Will We Ever Have a Real Plastic Bag Ordinance?

by Mike Nowak, President of CRC

“The Chicago City Council today voted 36-10 to ban plastic bags in most stores next year, a change that backers say will improve the city’s environment . . .” more​

Six years ago, in 2008, I testified before a Chicago City Council committee about finding a solution to the scourge of single-use plastic bags. At that time, the Council opted to enact a recycling ordinance that required retailers to display bins and signs to encourage citizens to bring their plastic bags back to the store for recycling. Aside from the usual supermarket displays, which were already in use, not much changed in Chicago. The ordinance, which is still on the books, quietly disappeared from sight. There has been no enforcement and no accountability. On March 25 of 2014, I once again appeared before City Council, this time to testify about a proposed ordinance to ban plastic bags outright. Here are some background statistics on the issue:

  • Approximately 500 billion to 1 trillion plastic bags are consumed worldwide.

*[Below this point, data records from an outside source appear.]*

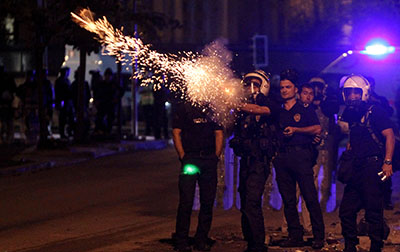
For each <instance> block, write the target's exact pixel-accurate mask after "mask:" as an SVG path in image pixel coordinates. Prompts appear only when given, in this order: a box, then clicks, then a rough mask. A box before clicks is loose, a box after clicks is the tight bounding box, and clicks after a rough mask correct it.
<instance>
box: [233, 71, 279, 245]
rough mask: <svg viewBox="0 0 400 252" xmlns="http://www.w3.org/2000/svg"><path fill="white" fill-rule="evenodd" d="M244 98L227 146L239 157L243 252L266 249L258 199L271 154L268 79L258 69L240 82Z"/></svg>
mask: <svg viewBox="0 0 400 252" xmlns="http://www.w3.org/2000/svg"><path fill="white" fill-rule="evenodd" d="M242 83H243V85H244V89H245V93H246V95H247V97H248V98H247V100H246V101H245V102H244V104H243V106H242V107H241V108H240V113H239V116H238V120H237V121H236V123H235V129H234V138H233V139H232V140H231V141H230V146H231V147H232V148H233V149H234V152H235V154H236V155H238V156H240V157H241V159H240V172H239V193H240V203H241V208H240V211H241V213H242V217H241V223H242V232H243V236H244V239H245V240H246V241H247V244H248V248H247V250H246V252H261V251H267V247H266V245H265V230H264V218H263V213H262V205H261V199H262V195H263V192H264V185H265V181H266V180H267V178H268V175H269V172H270V171H269V170H270V162H271V158H272V156H273V155H274V152H275V150H274V144H273V132H272V131H273V129H272V128H271V126H272V123H271V117H272V116H271V111H272V110H271V101H270V100H269V99H268V97H267V95H268V92H269V88H270V78H269V75H268V74H266V73H265V72H264V71H262V70H257V71H254V72H251V73H248V74H246V75H245V76H244V79H243V81H242Z"/></svg>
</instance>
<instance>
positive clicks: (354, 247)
mask: <svg viewBox="0 0 400 252" xmlns="http://www.w3.org/2000/svg"><path fill="white" fill-rule="evenodd" d="M357 187H358V185H356V186H355V187H354V186H353V185H346V187H345V189H344V193H343V199H342V203H341V204H340V208H339V217H340V222H341V225H342V235H343V237H344V239H345V243H346V247H354V248H355V245H357V244H358V238H357V213H358V212H359V211H360V209H361V207H362V202H361V195H360V193H359V192H358V191H357ZM349 251H350V250H349Z"/></svg>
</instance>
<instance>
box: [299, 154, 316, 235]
mask: <svg viewBox="0 0 400 252" xmlns="http://www.w3.org/2000/svg"><path fill="white" fill-rule="evenodd" d="M320 160H321V159H320V155H318V159H317V163H316V165H314V167H313V174H314V185H315V189H316V191H317V196H318V174H319V170H320V168H321V162H320ZM298 191H299V194H300V187H298ZM301 211H302V212H301V216H302V217H303V225H304V229H305V230H306V231H307V232H312V225H311V219H310V212H309V211H308V209H307V206H306V201H305V199H304V197H303V196H302V199H301Z"/></svg>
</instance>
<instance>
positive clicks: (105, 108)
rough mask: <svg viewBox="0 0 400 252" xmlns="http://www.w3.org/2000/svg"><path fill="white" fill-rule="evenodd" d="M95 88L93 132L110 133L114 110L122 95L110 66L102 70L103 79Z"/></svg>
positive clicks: (94, 97)
mask: <svg viewBox="0 0 400 252" xmlns="http://www.w3.org/2000/svg"><path fill="white" fill-rule="evenodd" d="M95 90H96V92H94V93H93V95H94V103H95V105H96V109H97V114H96V127H95V132H96V133H99V134H104V133H106V134H111V131H112V127H113V124H114V119H115V112H116V111H115V110H116V108H117V106H118V105H119V102H120V100H121V97H122V95H123V90H122V88H121V86H120V85H119V83H117V81H116V80H115V78H114V73H113V71H112V70H111V68H107V69H106V70H105V71H104V79H103V80H102V81H100V82H99V83H98V84H97V87H96V89H95Z"/></svg>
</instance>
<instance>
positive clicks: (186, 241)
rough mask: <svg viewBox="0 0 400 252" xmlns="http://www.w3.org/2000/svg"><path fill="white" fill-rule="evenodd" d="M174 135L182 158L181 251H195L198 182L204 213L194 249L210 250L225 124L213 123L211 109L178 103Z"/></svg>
mask: <svg viewBox="0 0 400 252" xmlns="http://www.w3.org/2000/svg"><path fill="white" fill-rule="evenodd" d="M172 136H173V141H174V146H175V149H176V151H177V154H178V157H179V160H180V161H181V164H182V165H181V173H180V175H179V206H178V211H177V212H178V213H177V216H176V233H175V239H176V245H175V249H176V250H177V251H178V252H191V251H192V249H191V247H190V245H189V237H188V235H189V228H190V216H191V214H192V207H193V199H194V195H195V189H196V182H197V183H198V185H199V188H200V212H199V216H198V225H197V230H196V234H195V237H194V240H195V244H194V249H195V250H199V251H209V250H210V249H211V245H210V243H209V238H208V233H209V231H210V228H211V221H212V211H213V205H214V200H215V196H216V191H217V164H218V157H219V156H220V155H221V152H222V143H223V131H222V126H220V125H218V124H217V123H215V122H213V121H212V120H211V119H210V118H209V116H208V114H207V111H203V109H202V108H200V107H198V106H197V107H195V106H193V105H192V104H189V103H186V102H185V103H179V104H176V105H175V104H174V113H173V125H172Z"/></svg>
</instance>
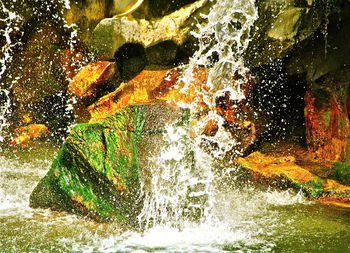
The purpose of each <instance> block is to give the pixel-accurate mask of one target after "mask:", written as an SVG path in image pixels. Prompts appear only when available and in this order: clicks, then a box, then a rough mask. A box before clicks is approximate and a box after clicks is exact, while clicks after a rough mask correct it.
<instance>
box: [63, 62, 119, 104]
mask: <svg viewBox="0 0 350 253" xmlns="http://www.w3.org/2000/svg"><path fill="white" fill-rule="evenodd" d="M115 73H116V66H115V63H113V62H108V61H100V62H94V63H89V64H88V65H86V66H85V67H83V68H82V69H81V70H80V71H79V72H78V73H77V74H76V75H75V76H74V78H73V80H72V81H71V82H70V83H69V86H68V91H69V92H70V93H72V94H74V95H75V96H76V97H78V98H83V97H88V96H92V95H93V94H94V93H95V89H96V87H97V86H99V85H101V84H102V83H104V82H106V81H108V80H110V79H111V78H112V77H113V75H114V74H115Z"/></svg>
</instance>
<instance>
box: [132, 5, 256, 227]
mask: <svg viewBox="0 0 350 253" xmlns="http://www.w3.org/2000/svg"><path fill="white" fill-rule="evenodd" d="M205 18H206V19H207V23H206V25H204V26H199V27H198V32H197V33H193V36H195V37H196V38H197V39H198V50H197V51H196V52H195V54H194V55H193V57H192V58H191V59H190V62H189V64H187V65H186V66H183V67H182V69H183V75H182V77H181V78H180V81H182V82H184V83H185V84H189V83H191V81H192V80H193V78H194V77H193V73H194V70H195V69H196V68H197V67H198V66H205V67H209V74H208V81H207V84H206V85H207V86H208V87H209V89H207V90H206V91H205V92H202V93H201V94H198V95H201V96H202V97H203V98H204V101H205V103H206V104H207V105H208V108H209V110H207V111H206V112H205V113H203V112H200V111H199V110H200V109H198V106H196V104H195V103H192V104H178V106H179V107H183V108H188V109H189V110H191V115H196V114H198V113H200V114H202V115H204V116H203V117H201V119H200V120H198V118H196V117H195V116H192V117H191V119H190V122H191V121H195V122H196V124H193V125H192V124H190V125H191V126H190V127H188V126H187V127H186V128H183V127H177V126H175V125H169V126H168V127H167V129H166V133H165V134H164V140H165V143H166V145H165V146H164V147H163V148H162V150H161V153H160V154H159V155H158V156H157V157H153V158H152V159H153V160H155V161H156V162H155V165H153V166H152V168H150V170H151V175H152V179H151V182H143V183H142V195H143V196H144V198H145V200H144V206H143V209H142V211H141V213H140V215H139V222H140V224H142V225H143V226H144V225H145V226H146V227H150V226H152V225H165V226H172V227H180V228H181V227H182V226H183V224H184V222H188V221H194V220H195V221H197V222H198V221H199V222H201V223H205V222H211V221H213V219H215V217H214V215H213V212H212V210H213V207H214V206H215V190H216V189H215V188H216V187H215V182H216V181H217V175H216V174H217V173H216V172H215V166H216V165H215V163H220V162H222V161H223V159H224V157H225V155H226V154H227V153H228V152H229V151H231V152H232V150H235V147H236V145H237V140H235V139H233V138H232V136H231V135H230V134H229V133H228V132H227V131H225V129H224V128H223V119H222V118H221V117H220V116H219V115H218V114H217V113H216V104H215V101H216V98H217V97H218V96H222V95H223V94H225V93H226V92H230V96H231V98H232V99H235V100H241V99H244V94H243V91H242V88H241V86H242V84H243V83H244V82H245V81H246V79H245V76H246V74H247V73H248V69H247V68H246V67H245V65H244V62H243V60H242V59H243V53H244V52H245V50H246V49H247V47H248V44H249V41H250V37H249V34H250V31H251V29H252V26H253V23H254V21H255V20H256V19H257V9H256V7H255V1H254V0H248V1H243V0H224V1H217V2H216V3H215V4H214V5H213V6H212V8H211V10H210V12H209V14H208V15H206V16H205ZM213 57H215V60H213ZM237 75H240V76H242V78H241V79H238V80H237V78H236V79H235V76H237ZM188 88H189V87H188V86H185V87H184V88H183V89H182V91H181V92H183V93H186V91H187V89H188ZM209 120H216V121H217V122H218V132H217V133H216V134H215V135H214V136H205V135H203V134H202V131H203V127H204V126H205V125H206V124H207V123H208V121H209ZM208 143H210V144H209V145H208ZM211 146H216V148H210V147H211ZM236 152H237V153H239V152H240V150H239V149H238V148H236ZM225 169H226V170H231V169H232V168H225Z"/></svg>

That’s more than one million bags per minute.
  • The Worldwatch Institute estimates that in the U.S. alone, an estimated 12 million barrels of non-renewable petroleum oil are required to produce the 100 billion bags consumed annually, at a cost of $500 million. 
  • 60,000 plastic bags are used in the U.S. every five seconds.
  • 2,568 plastic bags are used every minute in Chicago alone, which is
  • 3.7 million plastic each day, and about 3 billion bags every year.

We’ve turned our oceans and our Great Lakes into plastic soup. In some parts of the ocean there are six pounds of plastic for every pound of plankton. The plastic bag has appeared in so many trees that it has replaced the eagle as our national bird.